As we reached the last page, I could sense Rob’s anxiety swelling like a wave on the horizon. “Are you sure there are no monsters in here?” he asked, glancing anxiously under the bed.

“Absolutely.” It didn’t seem the right time to tell him where the worst monsters hide. They conceal themselves cleverly inside our heads and wait for the moments we’re at our most vulnerable—bedtime, or when we’re sick or anxious.

“Will you check for me?”

“I looked under the bed before.”

“Can you look again?”

“Okay,” I said, bending to reexamine the battalion of fluff balls in hiding from the vacuum cleaner.

“What about behind the curtains?”

Picking up Cleo—why did I make excuses to hold her all the time?—I peeled back a corner of the curtains. For the first time I detected a glint of hope in the city’s sparkling lights. Or was it? More likely, they were playing a cruel trick, laughing at us for even wondering if tonight might be a little easier.

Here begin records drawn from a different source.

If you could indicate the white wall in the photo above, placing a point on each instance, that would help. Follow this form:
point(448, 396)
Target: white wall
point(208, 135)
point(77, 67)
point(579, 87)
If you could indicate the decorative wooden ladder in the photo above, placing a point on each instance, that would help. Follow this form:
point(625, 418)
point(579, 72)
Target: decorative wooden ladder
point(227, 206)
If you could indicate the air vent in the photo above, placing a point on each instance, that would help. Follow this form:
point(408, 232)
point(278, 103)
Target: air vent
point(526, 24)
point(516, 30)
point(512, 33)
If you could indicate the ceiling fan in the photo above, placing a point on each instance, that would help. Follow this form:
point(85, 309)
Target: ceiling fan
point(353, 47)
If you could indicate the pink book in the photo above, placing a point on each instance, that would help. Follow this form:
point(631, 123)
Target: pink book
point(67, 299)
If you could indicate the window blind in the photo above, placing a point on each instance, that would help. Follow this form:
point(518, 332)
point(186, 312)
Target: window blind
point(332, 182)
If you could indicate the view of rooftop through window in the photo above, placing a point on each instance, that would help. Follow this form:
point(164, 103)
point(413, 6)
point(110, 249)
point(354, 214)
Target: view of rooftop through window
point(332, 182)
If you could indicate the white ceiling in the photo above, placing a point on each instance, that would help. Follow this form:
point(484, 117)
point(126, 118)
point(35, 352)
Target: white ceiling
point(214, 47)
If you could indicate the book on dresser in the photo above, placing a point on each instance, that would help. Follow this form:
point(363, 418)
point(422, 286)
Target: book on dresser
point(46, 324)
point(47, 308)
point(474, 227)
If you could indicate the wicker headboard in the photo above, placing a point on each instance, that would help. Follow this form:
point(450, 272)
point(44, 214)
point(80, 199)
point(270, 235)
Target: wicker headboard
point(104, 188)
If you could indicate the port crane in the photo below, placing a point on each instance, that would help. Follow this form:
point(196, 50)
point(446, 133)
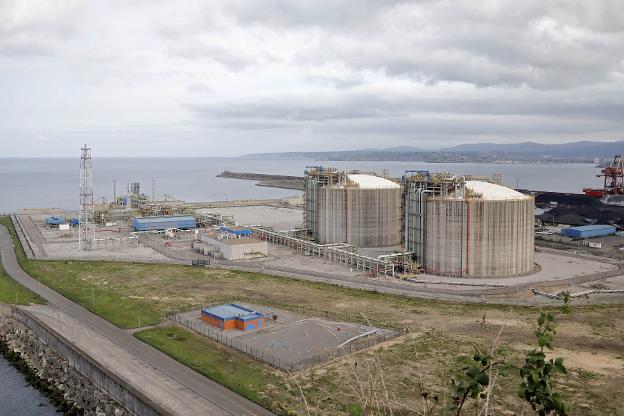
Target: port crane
point(613, 180)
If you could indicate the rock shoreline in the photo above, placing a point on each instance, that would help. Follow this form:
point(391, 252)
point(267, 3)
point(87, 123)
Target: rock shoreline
point(70, 391)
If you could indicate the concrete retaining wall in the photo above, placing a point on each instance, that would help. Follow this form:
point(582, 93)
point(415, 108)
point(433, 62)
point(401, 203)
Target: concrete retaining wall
point(134, 401)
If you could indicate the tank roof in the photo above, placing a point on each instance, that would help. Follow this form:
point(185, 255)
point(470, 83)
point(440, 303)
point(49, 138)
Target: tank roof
point(489, 190)
point(371, 182)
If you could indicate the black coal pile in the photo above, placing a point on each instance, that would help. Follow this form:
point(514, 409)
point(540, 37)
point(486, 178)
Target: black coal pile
point(577, 209)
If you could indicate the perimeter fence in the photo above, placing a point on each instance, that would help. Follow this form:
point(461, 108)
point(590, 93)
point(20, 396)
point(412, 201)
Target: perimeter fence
point(368, 319)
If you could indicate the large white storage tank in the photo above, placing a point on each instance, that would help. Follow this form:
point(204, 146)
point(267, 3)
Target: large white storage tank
point(359, 209)
point(484, 230)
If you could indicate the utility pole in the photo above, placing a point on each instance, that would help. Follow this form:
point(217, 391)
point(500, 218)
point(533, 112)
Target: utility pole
point(86, 227)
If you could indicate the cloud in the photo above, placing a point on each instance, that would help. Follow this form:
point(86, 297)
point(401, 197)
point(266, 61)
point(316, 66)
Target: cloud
point(277, 74)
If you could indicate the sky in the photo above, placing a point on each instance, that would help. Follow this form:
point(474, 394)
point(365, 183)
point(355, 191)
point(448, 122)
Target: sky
point(224, 78)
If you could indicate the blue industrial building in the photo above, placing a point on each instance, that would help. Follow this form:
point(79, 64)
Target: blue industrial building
point(588, 231)
point(163, 223)
point(55, 220)
point(238, 231)
point(233, 316)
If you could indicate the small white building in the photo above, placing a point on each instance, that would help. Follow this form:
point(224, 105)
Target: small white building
point(231, 247)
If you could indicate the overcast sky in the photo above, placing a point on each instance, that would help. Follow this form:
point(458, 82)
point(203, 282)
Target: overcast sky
point(221, 78)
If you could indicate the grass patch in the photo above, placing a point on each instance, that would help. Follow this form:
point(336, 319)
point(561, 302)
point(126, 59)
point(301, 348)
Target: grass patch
point(442, 331)
point(229, 368)
point(14, 293)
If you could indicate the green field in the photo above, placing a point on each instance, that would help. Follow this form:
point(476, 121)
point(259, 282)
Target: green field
point(236, 371)
point(440, 335)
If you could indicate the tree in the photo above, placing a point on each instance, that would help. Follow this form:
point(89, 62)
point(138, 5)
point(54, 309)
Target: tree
point(536, 387)
point(474, 380)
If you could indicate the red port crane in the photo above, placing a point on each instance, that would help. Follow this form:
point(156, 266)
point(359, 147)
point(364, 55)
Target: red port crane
point(613, 180)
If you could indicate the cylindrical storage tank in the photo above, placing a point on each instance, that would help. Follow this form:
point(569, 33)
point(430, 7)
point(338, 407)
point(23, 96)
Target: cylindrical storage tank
point(366, 212)
point(486, 232)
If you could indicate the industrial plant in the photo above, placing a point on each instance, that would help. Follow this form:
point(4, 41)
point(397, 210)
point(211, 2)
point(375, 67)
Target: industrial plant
point(447, 224)
point(353, 208)
point(465, 227)
point(421, 224)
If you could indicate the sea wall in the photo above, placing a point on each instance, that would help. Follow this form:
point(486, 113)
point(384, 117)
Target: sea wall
point(93, 387)
point(67, 388)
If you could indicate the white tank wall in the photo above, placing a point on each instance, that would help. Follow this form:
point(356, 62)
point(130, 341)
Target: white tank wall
point(362, 217)
point(479, 237)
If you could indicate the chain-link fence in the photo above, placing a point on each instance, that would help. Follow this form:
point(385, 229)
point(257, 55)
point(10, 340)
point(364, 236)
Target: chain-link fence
point(350, 317)
point(276, 360)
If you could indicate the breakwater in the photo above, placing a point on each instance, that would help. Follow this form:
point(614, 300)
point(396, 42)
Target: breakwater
point(268, 180)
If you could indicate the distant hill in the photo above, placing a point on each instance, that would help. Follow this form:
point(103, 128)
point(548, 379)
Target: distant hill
point(584, 151)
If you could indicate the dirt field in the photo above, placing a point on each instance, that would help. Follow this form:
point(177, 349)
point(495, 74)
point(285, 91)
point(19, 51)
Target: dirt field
point(591, 338)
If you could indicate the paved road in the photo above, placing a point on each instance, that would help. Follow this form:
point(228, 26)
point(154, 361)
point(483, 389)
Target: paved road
point(224, 401)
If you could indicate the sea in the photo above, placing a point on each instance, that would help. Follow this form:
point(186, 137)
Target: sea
point(54, 183)
point(45, 183)
point(17, 398)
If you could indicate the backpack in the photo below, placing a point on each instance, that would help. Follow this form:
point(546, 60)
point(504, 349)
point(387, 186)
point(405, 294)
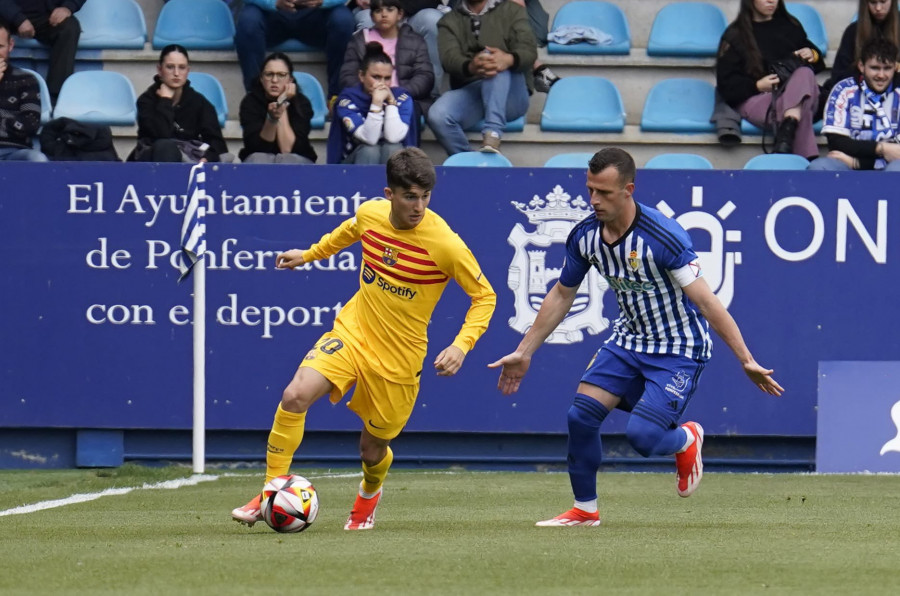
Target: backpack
point(64, 139)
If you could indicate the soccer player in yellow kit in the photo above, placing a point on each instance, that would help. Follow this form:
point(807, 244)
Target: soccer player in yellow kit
point(379, 338)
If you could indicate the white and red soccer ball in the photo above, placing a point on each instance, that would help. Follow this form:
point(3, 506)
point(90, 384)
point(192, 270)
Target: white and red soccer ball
point(289, 503)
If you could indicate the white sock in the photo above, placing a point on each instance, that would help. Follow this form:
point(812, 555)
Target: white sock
point(688, 443)
point(587, 506)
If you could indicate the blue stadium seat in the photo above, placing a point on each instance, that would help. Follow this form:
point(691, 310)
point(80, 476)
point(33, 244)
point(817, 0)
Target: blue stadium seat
point(111, 24)
point(812, 23)
point(517, 125)
point(210, 87)
point(777, 161)
point(477, 159)
point(195, 24)
point(679, 105)
point(569, 160)
point(46, 107)
point(686, 29)
point(97, 97)
point(584, 104)
point(604, 16)
point(312, 89)
point(679, 161)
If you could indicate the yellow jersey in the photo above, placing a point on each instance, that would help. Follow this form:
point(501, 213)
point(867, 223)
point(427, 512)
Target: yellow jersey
point(402, 277)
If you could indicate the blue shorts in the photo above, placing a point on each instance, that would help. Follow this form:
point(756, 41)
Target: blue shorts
point(656, 386)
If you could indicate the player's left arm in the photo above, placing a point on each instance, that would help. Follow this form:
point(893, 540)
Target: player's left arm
point(725, 326)
point(462, 266)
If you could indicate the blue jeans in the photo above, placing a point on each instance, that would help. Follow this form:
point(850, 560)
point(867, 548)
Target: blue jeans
point(424, 23)
point(830, 164)
point(20, 154)
point(497, 100)
point(258, 29)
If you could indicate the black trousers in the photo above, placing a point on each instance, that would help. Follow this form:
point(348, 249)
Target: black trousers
point(63, 41)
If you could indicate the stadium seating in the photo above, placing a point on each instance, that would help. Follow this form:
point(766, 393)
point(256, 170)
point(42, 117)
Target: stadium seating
point(812, 23)
point(679, 161)
point(111, 24)
point(569, 160)
point(312, 89)
point(97, 97)
point(46, 107)
point(478, 159)
point(603, 16)
point(686, 29)
point(583, 104)
point(195, 24)
point(777, 161)
point(210, 87)
point(679, 105)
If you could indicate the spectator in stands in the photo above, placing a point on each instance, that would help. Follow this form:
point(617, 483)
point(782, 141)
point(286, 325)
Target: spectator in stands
point(371, 120)
point(862, 116)
point(876, 19)
point(422, 16)
point(405, 48)
point(275, 117)
point(765, 38)
point(488, 49)
point(20, 106)
point(51, 23)
point(176, 123)
point(265, 23)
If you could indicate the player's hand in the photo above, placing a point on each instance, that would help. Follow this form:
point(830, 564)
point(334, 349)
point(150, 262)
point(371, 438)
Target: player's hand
point(59, 15)
point(26, 29)
point(762, 378)
point(515, 366)
point(449, 361)
point(289, 259)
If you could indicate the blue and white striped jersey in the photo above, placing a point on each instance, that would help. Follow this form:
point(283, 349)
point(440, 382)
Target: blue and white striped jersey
point(647, 268)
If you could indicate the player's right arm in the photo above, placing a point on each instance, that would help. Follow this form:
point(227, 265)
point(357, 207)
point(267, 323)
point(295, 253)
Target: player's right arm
point(554, 309)
point(331, 243)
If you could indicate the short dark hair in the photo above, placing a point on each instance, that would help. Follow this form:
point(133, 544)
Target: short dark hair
point(374, 54)
point(410, 167)
point(173, 47)
point(383, 3)
point(614, 157)
point(881, 49)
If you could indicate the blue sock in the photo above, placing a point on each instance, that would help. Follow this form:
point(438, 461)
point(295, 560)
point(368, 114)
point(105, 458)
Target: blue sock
point(585, 417)
point(650, 438)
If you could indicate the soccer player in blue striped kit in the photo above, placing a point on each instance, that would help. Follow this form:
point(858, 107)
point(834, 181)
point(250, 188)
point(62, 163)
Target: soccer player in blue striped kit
point(660, 342)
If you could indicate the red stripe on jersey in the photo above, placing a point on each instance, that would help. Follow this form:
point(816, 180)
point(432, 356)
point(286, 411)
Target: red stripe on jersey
point(413, 270)
point(389, 273)
point(382, 238)
point(403, 256)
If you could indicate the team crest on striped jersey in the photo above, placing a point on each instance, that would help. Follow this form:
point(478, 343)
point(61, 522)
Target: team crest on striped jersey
point(390, 256)
point(531, 276)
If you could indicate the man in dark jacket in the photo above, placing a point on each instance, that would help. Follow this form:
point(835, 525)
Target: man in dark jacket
point(488, 49)
point(51, 23)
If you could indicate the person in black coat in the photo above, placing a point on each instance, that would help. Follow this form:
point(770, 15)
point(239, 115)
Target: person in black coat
point(175, 122)
point(275, 117)
point(51, 23)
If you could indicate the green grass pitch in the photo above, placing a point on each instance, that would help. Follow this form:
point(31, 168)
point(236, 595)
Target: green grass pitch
point(456, 532)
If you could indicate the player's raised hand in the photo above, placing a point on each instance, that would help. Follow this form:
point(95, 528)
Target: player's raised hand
point(762, 378)
point(449, 361)
point(515, 366)
point(289, 259)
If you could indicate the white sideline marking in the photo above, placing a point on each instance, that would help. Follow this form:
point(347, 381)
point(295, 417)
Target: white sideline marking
point(84, 497)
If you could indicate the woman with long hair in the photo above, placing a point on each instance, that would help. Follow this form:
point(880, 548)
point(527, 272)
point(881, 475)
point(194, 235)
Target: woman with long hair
point(371, 120)
point(275, 116)
point(762, 40)
point(876, 19)
point(176, 123)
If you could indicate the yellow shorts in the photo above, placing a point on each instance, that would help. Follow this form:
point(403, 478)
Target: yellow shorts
point(383, 406)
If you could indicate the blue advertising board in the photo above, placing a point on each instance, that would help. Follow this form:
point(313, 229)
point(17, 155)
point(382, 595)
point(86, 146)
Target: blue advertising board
point(96, 333)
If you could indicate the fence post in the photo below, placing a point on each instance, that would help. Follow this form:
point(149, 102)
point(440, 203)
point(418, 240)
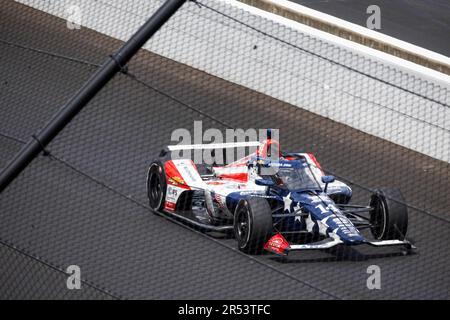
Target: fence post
point(95, 83)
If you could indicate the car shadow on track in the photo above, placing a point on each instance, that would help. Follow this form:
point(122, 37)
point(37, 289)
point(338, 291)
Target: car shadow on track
point(340, 253)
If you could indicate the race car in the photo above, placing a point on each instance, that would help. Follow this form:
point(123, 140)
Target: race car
point(267, 195)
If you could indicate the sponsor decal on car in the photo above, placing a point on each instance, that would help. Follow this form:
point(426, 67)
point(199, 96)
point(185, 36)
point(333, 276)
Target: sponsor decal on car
point(176, 180)
point(277, 244)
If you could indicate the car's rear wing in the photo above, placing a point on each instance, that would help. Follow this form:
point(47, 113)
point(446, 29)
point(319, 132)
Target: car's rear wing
point(214, 145)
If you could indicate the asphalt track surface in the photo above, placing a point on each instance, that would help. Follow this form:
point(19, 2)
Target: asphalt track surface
point(87, 203)
point(423, 23)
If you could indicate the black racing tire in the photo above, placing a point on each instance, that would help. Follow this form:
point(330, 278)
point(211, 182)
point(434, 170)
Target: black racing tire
point(252, 224)
point(389, 217)
point(156, 186)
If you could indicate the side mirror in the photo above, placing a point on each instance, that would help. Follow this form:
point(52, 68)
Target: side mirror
point(264, 182)
point(327, 180)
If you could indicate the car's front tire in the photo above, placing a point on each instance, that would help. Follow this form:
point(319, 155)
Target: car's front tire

“No monsters,” I said, tugging the curtains firmly shut. “Now, good night, darling boy.” I stroked his hair and kissed his forehead, savoring the delectable smell of his skin. Strange how every child is born with a distinctive aroma, complex, intoxicating and immediately recognizable to the mother. I wondered if he had any inkling how much my life depended on his at that moment. Without the example of his courage and his need for me the lure of brandy and several bottles of sleeping pills would have been too strong.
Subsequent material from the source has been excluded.